Considera-se de risco a gravidez em que:
- A idade está acima dos 35 anos ou abaixo dos 15 anos.
- A mulher tenha altura inferior a 1,45 m ou peso pré-gestacional elevado.
- Gestante portadora de anormalidades estruturais nos órgãos reprodutivos.
- Dependência de drogas e/ou bebida alcoólica.
- Fumante.
- Mulheres que fazem esforços físicos exagerados.
- Exposição a agentes químicos ou biológicos nocivos.
- Estresse.
Os principais fatores que atuam nesse sentido são (1) as condições pré-existentes de saúde da mulher, (2) sua idade, (3) seu estilo de vida e (4) as condições em que a gravidez se dá. Quanto à primeira causa, importa saber a mulher tem pressão arterial elevada ou ovário policístico, se é obesa ou se sofre de diabetes, doenças renais, doenças autoimunes ou da tireoide, AIDS, etc, porque essas condições podem complicar a gravidez e/ou o parto.
No que se refere à idade, tanto a gravidez precoce quanto a tardia podem se processar normalmente, mas as mães muito jovens estão sob maior risco de desenvolver anemia e pressão alta e entrar em trabalho de parto mais cedo que as demais mulheres gestantes e as gestantes de mais de 35 anos têm maior risco de necessitarem de uma cesariana, de sofrerem maior sangramento durante o parto, ter um trabalho de parto mais prolongado que o normal e conceber um filho com uma desordem genética tipo síndrome de Down.
Muitas vezes a gravidez irá impor mudanças de hábitos, como parar de beber ou fumar. Mulheres que bebem durante a gravidez têm maiores chances de sofrerem um abortamento e de gerar fetos com defeitos físicos. As que fumam podem ocasionar nascimentos antes da hora e ter bebês prematuros, com certos defeitos de nascença ou causar morte súbita do bebê.

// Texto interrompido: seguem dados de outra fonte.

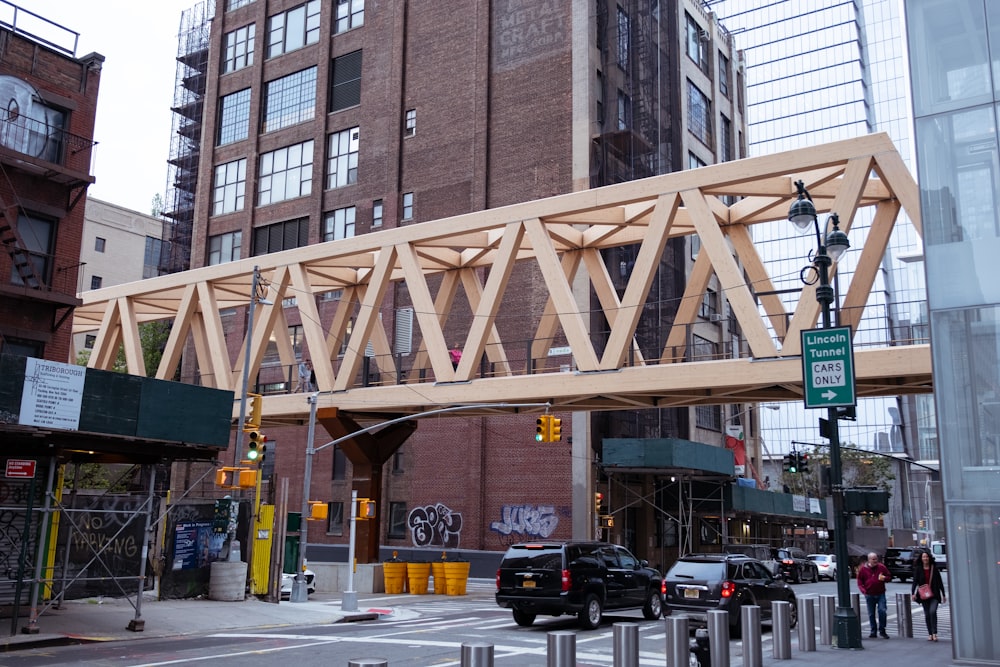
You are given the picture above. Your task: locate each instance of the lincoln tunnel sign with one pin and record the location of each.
(828, 368)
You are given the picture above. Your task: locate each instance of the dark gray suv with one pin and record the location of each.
(583, 578)
(699, 583)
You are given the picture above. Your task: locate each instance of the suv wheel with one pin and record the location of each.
(522, 618)
(653, 608)
(590, 615)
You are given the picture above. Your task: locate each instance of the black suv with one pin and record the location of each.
(900, 561)
(699, 583)
(583, 578)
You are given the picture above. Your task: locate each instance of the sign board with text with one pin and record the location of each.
(828, 368)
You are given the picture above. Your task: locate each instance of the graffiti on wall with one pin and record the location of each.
(526, 520)
(435, 526)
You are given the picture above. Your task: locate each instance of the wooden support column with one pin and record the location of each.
(368, 453)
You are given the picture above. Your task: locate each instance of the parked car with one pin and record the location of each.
(699, 583)
(582, 578)
(826, 565)
(900, 561)
(796, 566)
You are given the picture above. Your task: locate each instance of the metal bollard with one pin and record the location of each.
(678, 648)
(561, 649)
(753, 652)
(781, 634)
(904, 615)
(625, 642)
(718, 637)
(477, 655)
(807, 624)
(827, 605)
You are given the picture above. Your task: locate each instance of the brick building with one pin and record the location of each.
(322, 121)
(46, 139)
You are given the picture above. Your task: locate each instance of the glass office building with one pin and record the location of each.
(956, 97)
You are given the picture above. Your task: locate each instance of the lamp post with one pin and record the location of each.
(847, 627)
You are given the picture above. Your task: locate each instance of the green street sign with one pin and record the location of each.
(828, 368)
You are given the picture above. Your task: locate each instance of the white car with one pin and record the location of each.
(826, 565)
(288, 579)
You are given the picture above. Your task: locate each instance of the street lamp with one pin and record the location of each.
(847, 627)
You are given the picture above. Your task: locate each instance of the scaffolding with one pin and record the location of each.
(185, 135)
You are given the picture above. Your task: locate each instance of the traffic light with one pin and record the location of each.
(256, 445)
(555, 429)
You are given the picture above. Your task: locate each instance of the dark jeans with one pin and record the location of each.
(876, 602)
(930, 615)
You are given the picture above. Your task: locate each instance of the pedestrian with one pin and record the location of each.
(303, 375)
(926, 574)
(872, 577)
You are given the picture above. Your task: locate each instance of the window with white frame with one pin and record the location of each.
(345, 91)
(224, 247)
(229, 191)
(350, 14)
(339, 224)
(342, 158)
(234, 117)
(285, 173)
(410, 124)
(407, 206)
(293, 29)
(289, 100)
(239, 48)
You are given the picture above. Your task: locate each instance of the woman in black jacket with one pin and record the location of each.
(926, 573)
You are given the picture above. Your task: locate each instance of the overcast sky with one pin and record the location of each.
(138, 39)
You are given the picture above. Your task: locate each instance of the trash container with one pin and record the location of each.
(456, 576)
(417, 575)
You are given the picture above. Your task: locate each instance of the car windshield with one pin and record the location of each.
(688, 569)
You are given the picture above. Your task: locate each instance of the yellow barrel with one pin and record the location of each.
(456, 575)
(417, 575)
(440, 587)
(395, 577)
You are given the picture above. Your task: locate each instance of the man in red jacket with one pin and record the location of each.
(872, 577)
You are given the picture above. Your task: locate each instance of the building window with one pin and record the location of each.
(346, 89)
(624, 111)
(342, 158)
(407, 206)
(285, 173)
(290, 100)
(723, 74)
(38, 234)
(234, 117)
(397, 520)
(239, 49)
(230, 187)
(281, 236)
(339, 224)
(623, 38)
(350, 14)
(293, 29)
(410, 124)
(335, 518)
(151, 258)
(224, 247)
(699, 114)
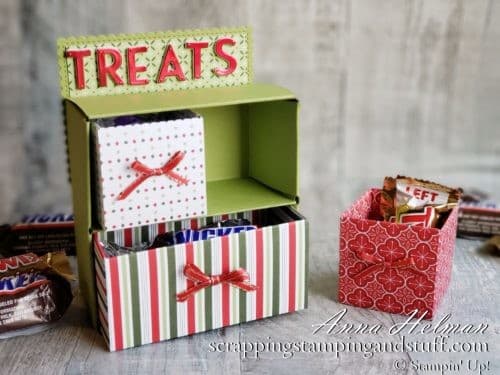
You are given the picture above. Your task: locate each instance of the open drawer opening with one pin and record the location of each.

Quanto às condições em que a gestação acontece, deve-se observar que a gestação múltipla (de dois, três ou mais) significa riscos de prematuridade, aumento da chance de se necessitar de uma cesariana, de que os bebês sejam menores que o normal e que tenham mais dificuldades de respirar. Outras condições que podem complicar a gravidez são a diabetes gestacional, a pré-eclâmpsia e eclâmpsia. A diabetes gestacional não controlada aumenta o risco de prematuridade, de pré-eclâmpsia e de pressão alta. A eclâmpsia pode afetar rins, fígado e cérebro da mãe e/ou do feto.

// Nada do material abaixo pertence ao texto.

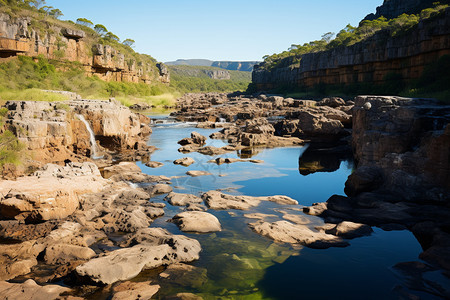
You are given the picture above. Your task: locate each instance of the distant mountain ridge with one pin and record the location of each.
(246, 66)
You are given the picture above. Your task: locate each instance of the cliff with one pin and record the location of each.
(394, 8)
(369, 61)
(245, 66)
(34, 35)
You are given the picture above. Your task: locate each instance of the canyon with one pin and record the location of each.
(371, 61)
(64, 42)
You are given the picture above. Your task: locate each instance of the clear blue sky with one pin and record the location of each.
(217, 30)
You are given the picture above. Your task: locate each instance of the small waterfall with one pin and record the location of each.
(91, 136)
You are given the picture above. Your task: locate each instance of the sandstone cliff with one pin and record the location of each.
(33, 35)
(394, 8)
(53, 133)
(369, 61)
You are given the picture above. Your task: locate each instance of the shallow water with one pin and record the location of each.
(243, 265)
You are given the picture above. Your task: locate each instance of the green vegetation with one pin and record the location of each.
(22, 79)
(10, 147)
(433, 83)
(351, 35)
(195, 79)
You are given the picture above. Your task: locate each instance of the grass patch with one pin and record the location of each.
(30, 95)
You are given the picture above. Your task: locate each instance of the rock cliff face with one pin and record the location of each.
(52, 133)
(368, 61)
(218, 74)
(406, 141)
(19, 36)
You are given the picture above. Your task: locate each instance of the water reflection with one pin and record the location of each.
(316, 159)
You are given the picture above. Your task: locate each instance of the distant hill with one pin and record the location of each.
(246, 66)
(201, 79)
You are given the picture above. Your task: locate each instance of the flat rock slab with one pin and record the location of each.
(155, 247)
(30, 290)
(185, 161)
(350, 230)
(52, 193)
(287, 232)
(221, 161)
(218, 200)
(197, 173)
(182, 199)
(197, 221)
(135, 290)
(154, 164)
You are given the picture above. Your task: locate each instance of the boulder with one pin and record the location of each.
(159, 189)
(135, 290)
(64, 253)
(286, 232)
(182, 199)
(185, 161)
(52, 193)
(154, 164)
(217, 200)
(156, 248)
(350, 230)
(195, 173)
(197, 221)
(30, 290)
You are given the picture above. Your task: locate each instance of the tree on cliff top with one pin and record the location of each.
(129, 42)
(100, 29)
(85, 22)
(10, 147)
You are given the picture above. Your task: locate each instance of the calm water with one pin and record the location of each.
(239, 264)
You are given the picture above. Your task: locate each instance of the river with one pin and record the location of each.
(236, 263)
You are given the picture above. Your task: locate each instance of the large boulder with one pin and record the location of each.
(30, 290)
(154, 247)
(197, 221)
(217, 200)
(287, 232)
(52, 193)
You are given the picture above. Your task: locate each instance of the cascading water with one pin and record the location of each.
(91, 137)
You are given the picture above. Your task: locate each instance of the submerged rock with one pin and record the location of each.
(182, 199)
(197, 173)
(135, 290)
(197, 221)
(286, 232)
(217, 200)
(185, 275)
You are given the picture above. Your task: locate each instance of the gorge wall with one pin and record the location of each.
(394, 8)
(369, 61)
(62, 41)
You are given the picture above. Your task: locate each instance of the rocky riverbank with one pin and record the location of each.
(68, 221)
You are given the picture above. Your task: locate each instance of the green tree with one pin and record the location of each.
(111, 36)
(129, 42)
(56, 13)
(100, 29)
(85, 22)
(10, 147)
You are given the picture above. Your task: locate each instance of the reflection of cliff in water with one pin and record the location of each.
(322, 159)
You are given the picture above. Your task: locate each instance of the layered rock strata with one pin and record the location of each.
(369, 61)
(65, 42)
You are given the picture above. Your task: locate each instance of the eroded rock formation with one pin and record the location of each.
(369, 61)
(64, 42)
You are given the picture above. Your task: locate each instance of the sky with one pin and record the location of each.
(238, 30)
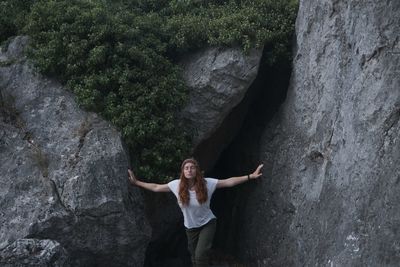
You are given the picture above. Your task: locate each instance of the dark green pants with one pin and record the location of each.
(200, 241)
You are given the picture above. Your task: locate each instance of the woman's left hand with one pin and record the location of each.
(257, 173)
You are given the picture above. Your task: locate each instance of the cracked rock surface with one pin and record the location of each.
(63, 172)
(330, 195)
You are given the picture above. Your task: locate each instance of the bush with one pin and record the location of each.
(119, 57)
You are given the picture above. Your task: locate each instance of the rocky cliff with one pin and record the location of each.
(330, 195)
(65, 198)
(64, 195)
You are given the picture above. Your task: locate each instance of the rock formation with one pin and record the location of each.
(218, 79)
(63, 174)
(330, 195)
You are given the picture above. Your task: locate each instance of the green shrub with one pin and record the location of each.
(119, 58)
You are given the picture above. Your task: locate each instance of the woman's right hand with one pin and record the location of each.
(132, 177)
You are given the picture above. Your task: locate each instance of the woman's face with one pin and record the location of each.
(189, 170)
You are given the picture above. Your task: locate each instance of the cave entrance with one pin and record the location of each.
(242, 155)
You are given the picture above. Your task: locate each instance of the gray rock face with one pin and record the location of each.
(218, 79)
(33, 252)
(331, 189)
(63, 173)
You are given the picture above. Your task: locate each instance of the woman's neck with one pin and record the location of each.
(191, 184)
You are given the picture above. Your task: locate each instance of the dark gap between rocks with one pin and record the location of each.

Enfim, a mulher deve ficar atenta quanto à possibilidade de ter complicações na gravidez se tem diabetes, câncer, pressão alta, problemas renais ou epilepsia; se usa álcool, tabaco ou drogas; se é menor de 15 anos ou maior de 35; se está gestando mais de um bebê; se já teve abortos espontâneos; se sabe que seu bebê tenha alguma anormalidade; se teve problemas numa gravidez ou parto anterior; se o seu parto é prematuro; se tem eclâmpsia; se tem uma infecção, como HIV ou hepatite C ou outras; se está tomando certas medicações.
Quais são os cuidados especiais que se deve ter ante uma gravidez de risco?

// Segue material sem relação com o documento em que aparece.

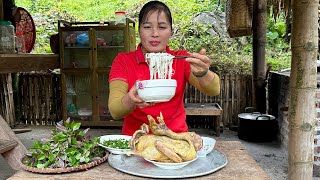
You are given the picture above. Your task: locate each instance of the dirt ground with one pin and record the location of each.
(270, 156)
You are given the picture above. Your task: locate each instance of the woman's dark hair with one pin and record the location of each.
(152, 6)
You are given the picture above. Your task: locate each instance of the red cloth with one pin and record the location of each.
(130, 67)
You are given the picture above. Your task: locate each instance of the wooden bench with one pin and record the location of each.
(205, 109)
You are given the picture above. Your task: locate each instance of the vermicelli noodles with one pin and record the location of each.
(160, 65)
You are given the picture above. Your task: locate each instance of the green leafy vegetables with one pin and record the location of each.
(117, 143)
(68, 147)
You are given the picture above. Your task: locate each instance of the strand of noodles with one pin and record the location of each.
(160, 65)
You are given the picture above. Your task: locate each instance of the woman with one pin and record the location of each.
(155, 29)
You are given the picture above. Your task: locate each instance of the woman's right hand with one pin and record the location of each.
(132, 99)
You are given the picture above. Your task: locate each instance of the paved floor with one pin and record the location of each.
(270, 156)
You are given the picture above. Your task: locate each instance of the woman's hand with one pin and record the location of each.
(199, 63)
(132, 99)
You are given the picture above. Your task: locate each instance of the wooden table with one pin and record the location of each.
(241, 166)
(205, 109)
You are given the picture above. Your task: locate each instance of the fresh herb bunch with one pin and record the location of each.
(68, 147)
(117, 143)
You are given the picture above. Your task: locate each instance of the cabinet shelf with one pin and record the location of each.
(85, 69)
(109, 47)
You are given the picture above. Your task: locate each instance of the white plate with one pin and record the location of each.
(165, 165)
(208, 145)
(136, 165)
(114, 137)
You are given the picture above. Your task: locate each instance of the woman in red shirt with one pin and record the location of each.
(155, 29)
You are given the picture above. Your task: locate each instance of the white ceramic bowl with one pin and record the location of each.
(208, 145)
(157, 90)
(114, 137)
(164, 165)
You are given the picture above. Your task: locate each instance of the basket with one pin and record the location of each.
(239, 17)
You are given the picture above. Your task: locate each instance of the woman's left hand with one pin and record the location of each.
(199, 63)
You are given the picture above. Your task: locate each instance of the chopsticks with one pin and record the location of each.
(181, 57)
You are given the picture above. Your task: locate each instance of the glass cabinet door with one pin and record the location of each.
(109, 43)
(78, 96)
(77, 51)
(103, 94)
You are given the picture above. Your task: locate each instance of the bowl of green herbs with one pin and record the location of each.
(116, 144)
(67, 149)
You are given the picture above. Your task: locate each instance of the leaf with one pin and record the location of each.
(75, 126)
(86, 130)
(41, 157)
(40, 165)
(78, 156)
(60, 137)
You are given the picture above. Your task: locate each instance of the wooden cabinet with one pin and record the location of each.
(87, 52)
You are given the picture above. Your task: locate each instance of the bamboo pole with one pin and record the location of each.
(259, 24)
(302, 114)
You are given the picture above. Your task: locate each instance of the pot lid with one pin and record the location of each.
(256, 116)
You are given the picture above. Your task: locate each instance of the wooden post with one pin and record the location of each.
(13, 157)
(1, 10)
(259, 65)
(302, 114)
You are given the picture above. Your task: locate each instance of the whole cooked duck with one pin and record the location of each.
(164, 145)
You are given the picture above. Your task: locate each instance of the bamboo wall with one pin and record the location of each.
(235, 96)
(7, 108)
(40, 98)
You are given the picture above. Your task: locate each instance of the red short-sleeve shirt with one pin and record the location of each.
(130, 67)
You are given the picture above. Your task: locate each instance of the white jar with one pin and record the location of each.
(7, 40)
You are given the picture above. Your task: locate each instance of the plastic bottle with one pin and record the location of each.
(7, 40)
(20, 41)
(120, 18)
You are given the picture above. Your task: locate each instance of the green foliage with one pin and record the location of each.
(68, 147)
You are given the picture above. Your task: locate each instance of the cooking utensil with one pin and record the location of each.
(257, 127)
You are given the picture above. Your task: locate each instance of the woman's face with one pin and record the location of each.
(155, 33)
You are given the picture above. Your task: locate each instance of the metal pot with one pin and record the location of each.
(257, 127)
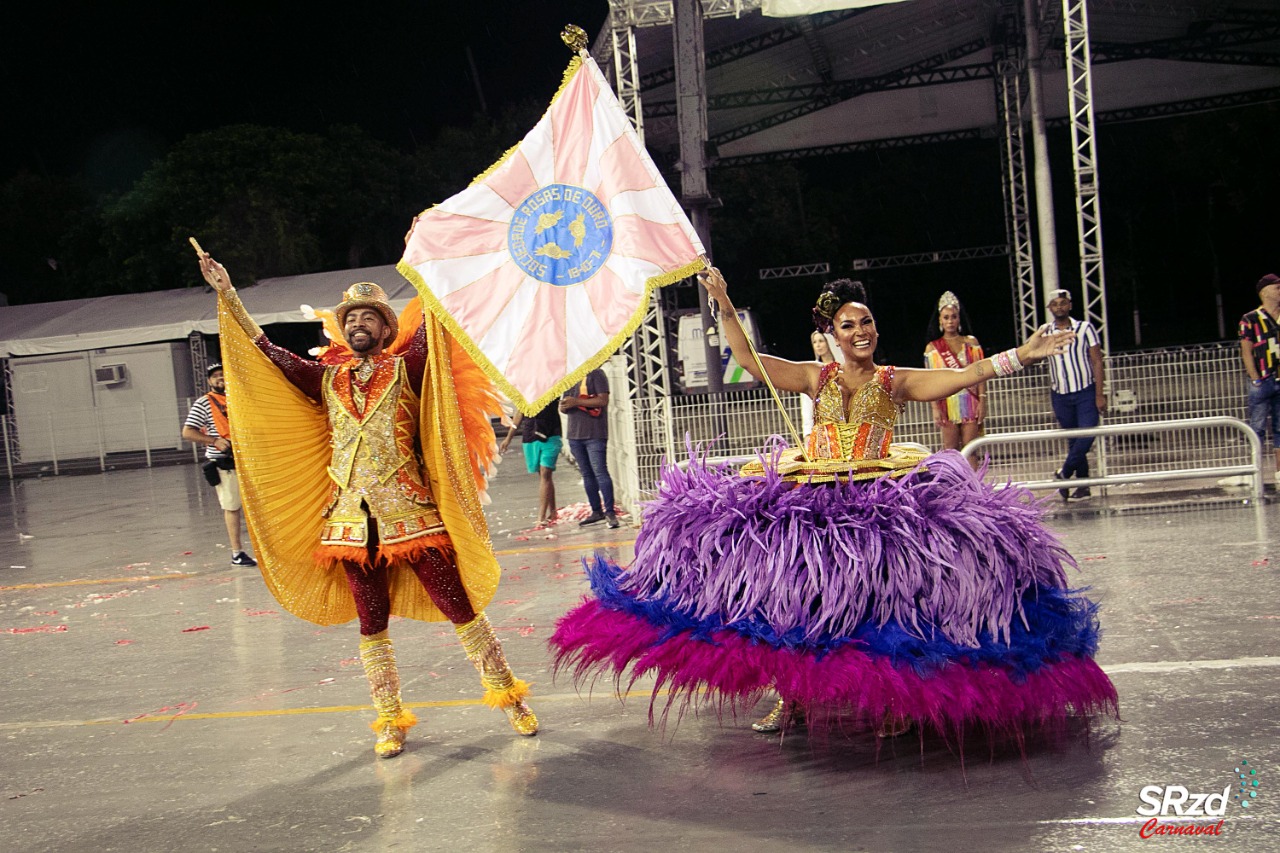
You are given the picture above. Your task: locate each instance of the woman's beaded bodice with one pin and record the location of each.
(864, 430)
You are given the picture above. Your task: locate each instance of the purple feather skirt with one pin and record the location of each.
(933, 596)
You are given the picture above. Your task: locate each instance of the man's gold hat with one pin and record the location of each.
(368, 295)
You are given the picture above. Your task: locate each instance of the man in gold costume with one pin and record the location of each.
(397, 505)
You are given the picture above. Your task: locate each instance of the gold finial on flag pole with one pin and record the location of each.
(575, 37)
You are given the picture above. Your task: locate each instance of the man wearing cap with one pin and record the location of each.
(1260, 351)
(208, 424)
(397, 468)
(1077, 378)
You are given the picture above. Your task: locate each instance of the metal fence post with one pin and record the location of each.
(101, 445)
(146, 433)
(8, 450)
(53, 442)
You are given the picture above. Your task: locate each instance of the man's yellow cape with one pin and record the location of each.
(282, 457)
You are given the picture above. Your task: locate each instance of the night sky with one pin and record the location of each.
(103, 89)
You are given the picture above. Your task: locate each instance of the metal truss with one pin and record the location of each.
(822, 96)
(1183, 108)
(658, 13)
(9, 445)
(626, 77)
(1202, 48)
(1010, 81)
(918, 259)
(1088, 214)
(795, 272)
(840, 90)
(853, 147)
(750, 46)
(645, 351)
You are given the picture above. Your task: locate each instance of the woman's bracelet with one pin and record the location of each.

Mesmo em uma gravidez considerada normal costumam ocorrer sintomas como náuseas, enjoos, dificuldade em digerir os alimentos, prisão de ventre, dores nas costas e cãibras, por exemplo. Mas a gravidez pode apresentar também outros sintomas que sugerem anormalidades e riscos, como sangramentos vaginais, contrações uterinas fora do tempo apropriado, perda de fluido amniótico, não sentir o bebê se mexendo, vômitos e náuseas muito frequentes, tonturas ou desmaios, dores ao urinar, inchaço súbito, aceleração repentina dos batimentos cardíacos e dificuldades de caminhar. Diante de algum desses sintomas, a mulher deve consultar o médico o mais rapidamente possível, manter repouso e alimentação equilibrada, tomar as medicações e seguir as orientações que o obstetra indicar.
O parto de uma gestação de alto risco deve ser assistido por uma equipe multiprofissional formada por especialistas escolhidos segundo as ocorrências esperadas.